Voice of women missing on TV: 86% of panelists are men 

A study shows that panelists invited by TV channels for discussion are overwhelmingly male at 86%, while women constitute less than 14%. Not surprisingly, transgender panelists form a miniscule 0.2%

Voice of women missing on TV: 86% of panelists are men 

Ashlin Mathew

Are there fewer women experts in India? One would think not. But, a study of panel discussions across the country shows that panelists are overwhelmingly male. As many as 86% of them happen to be men with women constituting less than 14%.

The study, however, reveals that Hindi channels are more responsive to women experts with women panelists constituting 23.5% of the panelists compared to just 17% in English channels while the average in regional language channels was a dismal 10%.

The pan-India study conducted by women journalists who are members of the Network of Women in Media (NWMI) monitored TV news channels in the summer of 2017. Done over a month from April 22 to May 21, the study examined programmes aired by 28 channels in 12 languages: six in English, four in Hindi and 18 in various other Indian languages , namely Gujarati, Punjabi, Urdu, Tamil, Telugu, Malayalam, Bangla, Odiya, Asamiya and Marathi.

In fact, an all-male panel discussed the entry of a woman, Priyanka Gandhi, into active politics on one of the English channels.

The study found that nearly three quarters of the anchors were men (72%). The imbalance was highest in Hindi language channels, where men constituted about 89% of the anchors. Here, the English channels fared better with almost an equal number of men and women anchors.
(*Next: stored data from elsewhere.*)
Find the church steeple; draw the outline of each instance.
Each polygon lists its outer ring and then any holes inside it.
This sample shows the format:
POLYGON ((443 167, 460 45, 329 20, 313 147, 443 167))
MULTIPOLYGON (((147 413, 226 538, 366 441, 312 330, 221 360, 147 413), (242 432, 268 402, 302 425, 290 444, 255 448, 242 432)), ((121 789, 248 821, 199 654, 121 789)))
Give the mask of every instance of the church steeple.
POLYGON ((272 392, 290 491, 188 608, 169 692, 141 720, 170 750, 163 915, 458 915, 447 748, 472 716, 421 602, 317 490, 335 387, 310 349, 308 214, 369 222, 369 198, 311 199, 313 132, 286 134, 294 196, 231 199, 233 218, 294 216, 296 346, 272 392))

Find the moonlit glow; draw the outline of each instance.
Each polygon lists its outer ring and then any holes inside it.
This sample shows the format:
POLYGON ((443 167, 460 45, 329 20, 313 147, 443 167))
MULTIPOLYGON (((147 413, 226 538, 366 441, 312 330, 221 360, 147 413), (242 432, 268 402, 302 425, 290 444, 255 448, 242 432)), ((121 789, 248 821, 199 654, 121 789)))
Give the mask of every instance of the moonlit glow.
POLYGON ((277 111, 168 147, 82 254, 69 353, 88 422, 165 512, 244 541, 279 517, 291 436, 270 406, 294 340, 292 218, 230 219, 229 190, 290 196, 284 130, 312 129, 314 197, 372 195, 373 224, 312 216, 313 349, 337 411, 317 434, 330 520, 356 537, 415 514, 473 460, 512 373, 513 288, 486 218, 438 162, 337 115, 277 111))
If one were to look at regional language media, Hindi, Gujarati, English and Urdu fared much better in terms of representation of women among panelists than Tamil, Punjabi and Odiya, which together had only 5% female representation.

Even those who fared better only had a maximum of 22% female representation. Both Bangla and Telugu channels were at 11% and Malayalam at 10%.
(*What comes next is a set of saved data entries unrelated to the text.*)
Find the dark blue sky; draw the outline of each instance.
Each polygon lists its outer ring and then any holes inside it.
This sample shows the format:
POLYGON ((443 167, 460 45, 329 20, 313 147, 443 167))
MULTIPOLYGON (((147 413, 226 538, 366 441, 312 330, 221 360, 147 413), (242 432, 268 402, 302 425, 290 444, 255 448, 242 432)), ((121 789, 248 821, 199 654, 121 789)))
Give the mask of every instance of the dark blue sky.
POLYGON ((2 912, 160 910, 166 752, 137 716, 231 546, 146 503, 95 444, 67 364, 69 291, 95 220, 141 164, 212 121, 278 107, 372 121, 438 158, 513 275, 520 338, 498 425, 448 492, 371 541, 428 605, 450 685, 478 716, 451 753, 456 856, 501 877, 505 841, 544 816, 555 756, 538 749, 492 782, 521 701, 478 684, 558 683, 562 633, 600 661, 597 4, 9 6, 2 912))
“Women are usually under-represented in TV channels. Their opinions do not seem to matter, and their absence is hardly noticed by decision-makers on these TV channels and even by the audience. Having become accustomed to watching and listening to men pontificate on ‘important’ issues, most viewers do not seem to be aware that women’s voices are rarely heard during crucial debates about vital issues that affect and ought to concern all citizens,” explains Sonal Kellogg, the research coordinator.
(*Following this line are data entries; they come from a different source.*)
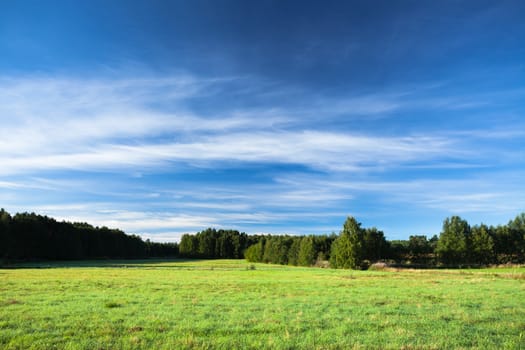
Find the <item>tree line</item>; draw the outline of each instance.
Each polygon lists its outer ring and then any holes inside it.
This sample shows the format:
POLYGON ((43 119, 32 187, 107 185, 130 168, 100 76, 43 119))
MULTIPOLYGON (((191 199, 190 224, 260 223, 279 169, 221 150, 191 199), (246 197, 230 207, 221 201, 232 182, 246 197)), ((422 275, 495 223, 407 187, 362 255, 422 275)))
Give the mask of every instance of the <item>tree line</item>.
POLYGON ((59 222, 35 213, 0 209, 0 259, 80 260, 177 256, 178 244, 143 241, 118 229, 59 222))
POLYGON ((443 222, 439 237, 413 235, 393 241, 377 228, 363 228, 348 217, 337 236, 261 237, 248 247, 245 257, 252 262, 303 266, 329 261, 330 267, 351 269, 377 261, 421 267, 525 263, 525 213, 499 226, 470 226, 452 216, 443 222))
POLYGON ((259 236, 256 244, 245 252, 251 262, 282 265, 312 266, 322 264, 330 257, 330 246, 335 235, 259 236))
POLYGON ((391 240, 348 217, 339 234, 248 235, 208 228, 180 243, 156 243, 118 229, 59 222, 34 213, 0 210, 0 259, 68 260, 147 257, 247 259, 299 266, 363 269, 377 261, 412 266, 525 263, 525 213, 506 225, 470 226, 459 216, 443 222, 439 236, 391 240))
POLYGON ((447 218, 436 246, 445 264, 525 262, 525 213, 507 225, 470 226, 459 216, 447 218))
POLYGON ((196 234, 184 234, 179 243, 183 258, 242 259, 245 250, 258 241, 237 230, 208 228, 196 234))
POLYGON ((392 259, 395 253, 382 231, 363 229, 349 217, 339 235, 261 236, 248 247, 245 258, 283 265, 364 268, 371 261, 392 259))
On expected lines, women formed almost 50% of the panels which discussed the ‘so-called’ women’s issues and interestingly, 30% of the panels on events and issues relating to religion and crime were women.

What was depressing was that no panel featured women sportspersons, religious leaders, police officers and/or farmers even in discussions on related topics.

If one had to look at panel discussions on politics, which constituted near 45% of all discussions, it would seem that women are hardly interested and have no opinion. Only 8% of the panelists were women.

“The under-representation of women among anchors as well as panelists in most Indian television channels indicates that gender equity in the newsroom remains a distant goal,” points out Kellogg.

In an indication of how women have to be perceived, only younger women anchored shows, but senior male anchors continue to appear even as they age. “This should change. Older women also must be retained,” says the study.

All male panels had come under scanner when a popular blog (allmalepanels.tumblr.com), called out TV channels around the world for having mostly ‘all-male’ panels. Since then, it has been consistently seen that there is an under-representation of women as experts on debate panels. It has made popular the term ‘manels’.

The study recommends that TV channels must make a conscious effort to ensure adequate women participation in discussions on a range of topics, including politics, economics, international affairs, defence, finance, industry, agriculture and crime.